Marco Ramilli, esperto in cybersecurity: "La tecnologia è nata per aiutarci e semplificarci la vita. Dobbiamo imparare a difenderci in Rete"

Del mondo digitale dice: "Di certo crea molte più opportunità. Ma bisogna essere consapevoli che è molto diverso da quello fisico cui l’umanità è abituata da millenni. Non siamo abituati a difenderci in questo nuovo territorio che abitiamo, ma che al tempo stesso ci forza e ci violenta". E infine: "Defence belongs to humans"

Nella foto Marco Ramilli

Marco Ramilli, classe 1983, sposato con Lavinia, due figli, Sofia ed Enea, è un cesenate molto più noto nel mondo che nella sua città di nascita. Eppure lui esporta il nome di Cesena e si sente molto riconoscente sia all’Iti “Pascal” che ha frequentato alle Superiori sia al percorso universitario triennale e specialistico svolto con l’Alma Mater Studiorum, ma tutto nel campus cesenate di Ingegneria informatica. Poi c’è stato anche il tempo per un dottorato di ricerca in collaborazione con l’università della California (UCDavis). Negli Usa ha lavorato per un anno per il governo degli States. La sua materia, che pare per specialisti senza esserlo, è la cybersecurity, vale a dire la sicurezza informatica. Venerdi scorso a Ramilli il Rotary cittadino ha assegnato il prestigioso riconoscimento Paul Harris Fellow quale giovane talento nostrano famoso sulla ribalta internazionale (cfr pezzo a fianco)

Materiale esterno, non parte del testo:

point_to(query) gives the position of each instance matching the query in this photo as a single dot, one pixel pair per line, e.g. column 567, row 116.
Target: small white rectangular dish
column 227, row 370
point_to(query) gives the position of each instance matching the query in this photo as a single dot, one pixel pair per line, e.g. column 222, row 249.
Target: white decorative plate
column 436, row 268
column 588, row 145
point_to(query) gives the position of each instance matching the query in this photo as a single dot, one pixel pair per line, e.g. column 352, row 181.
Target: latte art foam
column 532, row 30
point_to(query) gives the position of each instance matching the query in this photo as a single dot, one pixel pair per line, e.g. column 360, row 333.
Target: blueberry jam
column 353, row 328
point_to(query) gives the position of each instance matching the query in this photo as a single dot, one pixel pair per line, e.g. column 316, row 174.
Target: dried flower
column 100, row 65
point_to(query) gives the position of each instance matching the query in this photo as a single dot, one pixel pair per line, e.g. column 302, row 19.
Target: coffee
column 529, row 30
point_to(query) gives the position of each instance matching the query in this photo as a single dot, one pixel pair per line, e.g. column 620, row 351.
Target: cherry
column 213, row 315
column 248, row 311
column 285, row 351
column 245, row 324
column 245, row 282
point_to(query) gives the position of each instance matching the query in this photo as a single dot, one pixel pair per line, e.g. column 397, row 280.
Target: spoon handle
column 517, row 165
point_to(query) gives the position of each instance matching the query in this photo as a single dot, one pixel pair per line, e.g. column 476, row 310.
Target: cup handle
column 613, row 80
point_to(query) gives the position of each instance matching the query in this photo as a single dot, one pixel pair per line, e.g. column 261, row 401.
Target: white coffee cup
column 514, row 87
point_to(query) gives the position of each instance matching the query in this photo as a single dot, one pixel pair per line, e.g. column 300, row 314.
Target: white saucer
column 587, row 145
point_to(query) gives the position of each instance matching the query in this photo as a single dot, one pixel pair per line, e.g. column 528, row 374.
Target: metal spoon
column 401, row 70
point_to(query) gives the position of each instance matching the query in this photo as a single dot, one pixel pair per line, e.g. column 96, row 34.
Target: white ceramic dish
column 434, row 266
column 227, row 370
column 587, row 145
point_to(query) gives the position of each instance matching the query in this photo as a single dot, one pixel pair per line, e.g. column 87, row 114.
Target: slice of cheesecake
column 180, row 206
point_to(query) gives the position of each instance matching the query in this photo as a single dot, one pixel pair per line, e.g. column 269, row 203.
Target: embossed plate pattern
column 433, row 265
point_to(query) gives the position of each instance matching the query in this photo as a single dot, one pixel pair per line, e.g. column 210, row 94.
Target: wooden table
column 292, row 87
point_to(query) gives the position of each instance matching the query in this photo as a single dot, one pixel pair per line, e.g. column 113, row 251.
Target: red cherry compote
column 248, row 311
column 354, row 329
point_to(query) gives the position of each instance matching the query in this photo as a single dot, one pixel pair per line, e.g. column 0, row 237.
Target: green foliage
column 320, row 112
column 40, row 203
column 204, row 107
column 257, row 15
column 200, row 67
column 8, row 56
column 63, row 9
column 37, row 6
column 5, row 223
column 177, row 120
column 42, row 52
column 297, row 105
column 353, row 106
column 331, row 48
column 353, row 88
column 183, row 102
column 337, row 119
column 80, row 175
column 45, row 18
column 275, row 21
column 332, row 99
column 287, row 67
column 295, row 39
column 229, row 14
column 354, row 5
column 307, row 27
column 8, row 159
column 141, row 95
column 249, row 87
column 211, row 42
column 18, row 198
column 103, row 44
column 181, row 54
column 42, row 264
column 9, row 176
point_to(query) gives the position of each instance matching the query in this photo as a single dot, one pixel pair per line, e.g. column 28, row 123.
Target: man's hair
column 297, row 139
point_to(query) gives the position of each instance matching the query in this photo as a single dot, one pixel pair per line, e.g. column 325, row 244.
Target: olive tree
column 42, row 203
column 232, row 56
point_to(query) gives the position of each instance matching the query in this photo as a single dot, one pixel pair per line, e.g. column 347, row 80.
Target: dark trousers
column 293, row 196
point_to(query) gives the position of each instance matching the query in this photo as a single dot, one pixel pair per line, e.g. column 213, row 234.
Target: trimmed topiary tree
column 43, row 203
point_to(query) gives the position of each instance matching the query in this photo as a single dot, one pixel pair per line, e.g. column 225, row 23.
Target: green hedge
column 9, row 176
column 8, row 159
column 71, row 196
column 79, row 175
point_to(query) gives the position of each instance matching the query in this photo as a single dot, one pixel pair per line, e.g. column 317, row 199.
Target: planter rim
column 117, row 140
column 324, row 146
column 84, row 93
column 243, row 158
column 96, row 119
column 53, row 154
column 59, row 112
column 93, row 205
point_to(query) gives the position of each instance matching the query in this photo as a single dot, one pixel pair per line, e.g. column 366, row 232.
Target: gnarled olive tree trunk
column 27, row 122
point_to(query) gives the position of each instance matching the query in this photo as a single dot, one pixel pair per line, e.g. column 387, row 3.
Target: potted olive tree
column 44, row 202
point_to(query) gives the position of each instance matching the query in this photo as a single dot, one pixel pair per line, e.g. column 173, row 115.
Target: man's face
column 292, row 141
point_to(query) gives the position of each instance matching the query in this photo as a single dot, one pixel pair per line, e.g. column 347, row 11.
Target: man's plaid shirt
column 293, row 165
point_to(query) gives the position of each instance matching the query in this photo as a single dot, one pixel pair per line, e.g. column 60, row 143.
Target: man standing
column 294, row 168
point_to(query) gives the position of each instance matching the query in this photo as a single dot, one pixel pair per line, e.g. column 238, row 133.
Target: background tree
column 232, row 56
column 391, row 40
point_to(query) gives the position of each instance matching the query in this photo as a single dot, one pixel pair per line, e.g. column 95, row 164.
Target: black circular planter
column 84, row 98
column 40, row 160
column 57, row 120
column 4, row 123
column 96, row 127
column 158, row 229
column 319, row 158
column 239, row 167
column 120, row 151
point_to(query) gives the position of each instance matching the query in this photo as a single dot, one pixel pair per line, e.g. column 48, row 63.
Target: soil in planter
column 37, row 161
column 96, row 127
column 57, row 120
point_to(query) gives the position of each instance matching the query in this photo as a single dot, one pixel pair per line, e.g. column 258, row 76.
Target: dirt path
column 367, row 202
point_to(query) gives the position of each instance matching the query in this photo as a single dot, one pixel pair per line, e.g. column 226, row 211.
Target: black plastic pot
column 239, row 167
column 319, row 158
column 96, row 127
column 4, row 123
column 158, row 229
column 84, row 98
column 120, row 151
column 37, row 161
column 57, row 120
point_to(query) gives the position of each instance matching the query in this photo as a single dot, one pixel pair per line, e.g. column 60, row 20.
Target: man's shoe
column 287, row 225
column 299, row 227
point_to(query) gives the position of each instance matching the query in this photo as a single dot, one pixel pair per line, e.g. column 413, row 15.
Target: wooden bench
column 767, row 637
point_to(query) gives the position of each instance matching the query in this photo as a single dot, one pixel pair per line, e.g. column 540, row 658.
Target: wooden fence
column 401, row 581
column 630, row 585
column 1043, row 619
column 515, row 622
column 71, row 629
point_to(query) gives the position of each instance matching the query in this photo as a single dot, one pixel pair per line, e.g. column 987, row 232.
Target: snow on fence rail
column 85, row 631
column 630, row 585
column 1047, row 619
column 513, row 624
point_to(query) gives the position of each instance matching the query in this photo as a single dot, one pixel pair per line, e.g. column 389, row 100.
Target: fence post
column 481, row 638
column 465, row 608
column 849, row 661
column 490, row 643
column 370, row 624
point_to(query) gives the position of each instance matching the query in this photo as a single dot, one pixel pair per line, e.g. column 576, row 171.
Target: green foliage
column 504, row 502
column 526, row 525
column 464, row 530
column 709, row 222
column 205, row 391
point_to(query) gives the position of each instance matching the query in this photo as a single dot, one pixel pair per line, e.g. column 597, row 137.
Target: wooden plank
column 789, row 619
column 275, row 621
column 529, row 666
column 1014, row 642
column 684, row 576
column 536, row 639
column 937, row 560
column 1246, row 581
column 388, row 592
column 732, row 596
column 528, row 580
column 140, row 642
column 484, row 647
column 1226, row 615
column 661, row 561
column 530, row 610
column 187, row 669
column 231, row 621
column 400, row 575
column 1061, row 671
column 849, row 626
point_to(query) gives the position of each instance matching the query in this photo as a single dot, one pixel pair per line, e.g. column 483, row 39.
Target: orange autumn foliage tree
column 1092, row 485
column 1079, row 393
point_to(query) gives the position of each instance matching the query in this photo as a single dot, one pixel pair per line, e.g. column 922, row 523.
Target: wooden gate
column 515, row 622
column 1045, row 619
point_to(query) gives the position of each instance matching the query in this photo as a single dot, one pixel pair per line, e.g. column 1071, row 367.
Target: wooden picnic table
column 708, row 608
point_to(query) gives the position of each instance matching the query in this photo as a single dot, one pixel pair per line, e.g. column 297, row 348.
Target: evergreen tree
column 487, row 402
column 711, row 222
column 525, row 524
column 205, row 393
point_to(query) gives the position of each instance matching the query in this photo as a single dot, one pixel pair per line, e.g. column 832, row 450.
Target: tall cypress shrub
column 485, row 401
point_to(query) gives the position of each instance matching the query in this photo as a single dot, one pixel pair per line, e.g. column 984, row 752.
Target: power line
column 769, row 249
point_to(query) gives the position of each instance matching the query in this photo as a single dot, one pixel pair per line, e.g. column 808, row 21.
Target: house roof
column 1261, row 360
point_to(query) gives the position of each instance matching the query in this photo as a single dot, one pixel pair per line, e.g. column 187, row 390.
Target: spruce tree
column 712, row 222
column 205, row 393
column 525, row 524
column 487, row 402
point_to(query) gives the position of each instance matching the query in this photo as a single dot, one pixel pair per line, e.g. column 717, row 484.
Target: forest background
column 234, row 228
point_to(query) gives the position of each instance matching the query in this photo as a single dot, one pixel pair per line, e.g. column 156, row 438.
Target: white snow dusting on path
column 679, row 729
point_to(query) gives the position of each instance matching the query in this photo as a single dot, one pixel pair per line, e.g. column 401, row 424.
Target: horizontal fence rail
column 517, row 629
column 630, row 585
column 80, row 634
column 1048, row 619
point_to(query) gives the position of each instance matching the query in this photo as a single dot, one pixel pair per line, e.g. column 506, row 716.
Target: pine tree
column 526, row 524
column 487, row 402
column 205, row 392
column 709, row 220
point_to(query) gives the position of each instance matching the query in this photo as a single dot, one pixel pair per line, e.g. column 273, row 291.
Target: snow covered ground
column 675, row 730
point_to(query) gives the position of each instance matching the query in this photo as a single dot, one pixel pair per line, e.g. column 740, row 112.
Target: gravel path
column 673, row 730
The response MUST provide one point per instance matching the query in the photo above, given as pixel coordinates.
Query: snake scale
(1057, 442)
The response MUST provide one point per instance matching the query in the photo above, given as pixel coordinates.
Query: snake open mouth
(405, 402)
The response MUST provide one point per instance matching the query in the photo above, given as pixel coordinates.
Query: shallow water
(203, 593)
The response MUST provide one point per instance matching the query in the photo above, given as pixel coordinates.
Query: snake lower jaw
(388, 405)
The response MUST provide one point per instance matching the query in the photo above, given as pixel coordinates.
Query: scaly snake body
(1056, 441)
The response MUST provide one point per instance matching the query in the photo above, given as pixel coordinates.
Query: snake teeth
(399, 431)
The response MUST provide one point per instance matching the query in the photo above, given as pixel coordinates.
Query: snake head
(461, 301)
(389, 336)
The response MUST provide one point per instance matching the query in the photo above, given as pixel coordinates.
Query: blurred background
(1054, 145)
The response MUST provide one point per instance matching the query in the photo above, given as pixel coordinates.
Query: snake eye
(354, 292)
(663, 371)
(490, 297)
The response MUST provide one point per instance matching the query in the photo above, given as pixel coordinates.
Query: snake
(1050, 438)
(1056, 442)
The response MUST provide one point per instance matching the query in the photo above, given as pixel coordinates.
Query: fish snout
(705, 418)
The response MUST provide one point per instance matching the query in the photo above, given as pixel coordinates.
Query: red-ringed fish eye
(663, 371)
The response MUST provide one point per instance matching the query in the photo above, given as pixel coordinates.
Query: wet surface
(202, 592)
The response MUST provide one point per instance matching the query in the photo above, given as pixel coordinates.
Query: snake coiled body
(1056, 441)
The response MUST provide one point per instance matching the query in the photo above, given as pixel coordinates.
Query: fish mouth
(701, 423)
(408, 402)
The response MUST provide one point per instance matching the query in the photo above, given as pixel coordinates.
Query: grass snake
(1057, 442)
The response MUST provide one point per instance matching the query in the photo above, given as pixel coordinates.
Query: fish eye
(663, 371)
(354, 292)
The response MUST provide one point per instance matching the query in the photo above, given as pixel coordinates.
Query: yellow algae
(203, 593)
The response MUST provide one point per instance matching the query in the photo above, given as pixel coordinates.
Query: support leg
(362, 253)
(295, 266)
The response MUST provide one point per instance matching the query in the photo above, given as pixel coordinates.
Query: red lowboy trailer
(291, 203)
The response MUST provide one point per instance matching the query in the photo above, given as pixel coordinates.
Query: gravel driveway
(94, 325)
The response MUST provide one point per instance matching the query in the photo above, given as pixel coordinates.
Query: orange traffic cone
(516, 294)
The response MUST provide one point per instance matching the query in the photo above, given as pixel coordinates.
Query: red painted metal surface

Per specialisti è di sicuro la professione svolta da Ramilli che nel 2015 ha fondato Yoroi, “una delle principali organizzazioni di Cyber Defence, tutta italiana”, come si legge in Rete. “Cesena è la mia città, nella quale ho deciso di investire – dice subito accennando alle sue origini -. La società ha sede a Roma per motivi di opportunità, ma ora ho intenzione di trasferirla in Romagna. Siamo cinque ingegneri tutti laureati nella facoltà cesenate. Con il lavoro ci siamo ritrovati. Si tratta di miei ex studenti che mi hanno seguito. Questa nostra passione per la difesa informatica è vecchia di almeno 10-15 anni”.

Dottore, in quali ambienti ci muoviamo oggi? Quello fisico, quello virtuale o quello digitale?

Oggi si parla di ambiente fisico e digitale. Con Luciano Floridi e Federico Faggin parliamo di questa realtà: R=p+d. Floridi ha coniato il termine onlife: il digitale è l’unico filo con la tua vita. Lui sviluppa questa concezione dal punto di vista filosofico e sociologico. Io, che sono più pragmatico, dico: se un attaccante entra nel tuo profilo Facebook o in quello di Whatsapp vedrai che qualcosa di certo cambia nella tua vita. Oppure se ti rubano gli accessi al conto in banca.

Ma può accadere sul serio anche alle persone normali?

Sì, di certo. In particolare per l’influenza che uno può generare e può avere. Un primo attacco ci può essere verso le nostre infrastrutture, vale a dire il nostro account internet, il nostro pc, il nostro telefono. L’attaccante utilizza la nostra identità e in questo modo è giuridicamente protetto. Poi toccherà a noi dimostrare che avevamo subito un attacco. Non è sempre facile. In questo caso si parla di reputazione. Un secondo motivo può essere dato dalle notizie che nostro tramite si possono diffondere: poter influenzare senza averne la responsabilità. E siamo nel campo del fare senza farsi riconoscere. Il terzo caso è quello legato agli amici: non interessiamo noi, ma qualcuno a noi collegato. L’attaccante non mira direttamente la vittima, ma la raggiunge in maniera mediata, nostro tramite.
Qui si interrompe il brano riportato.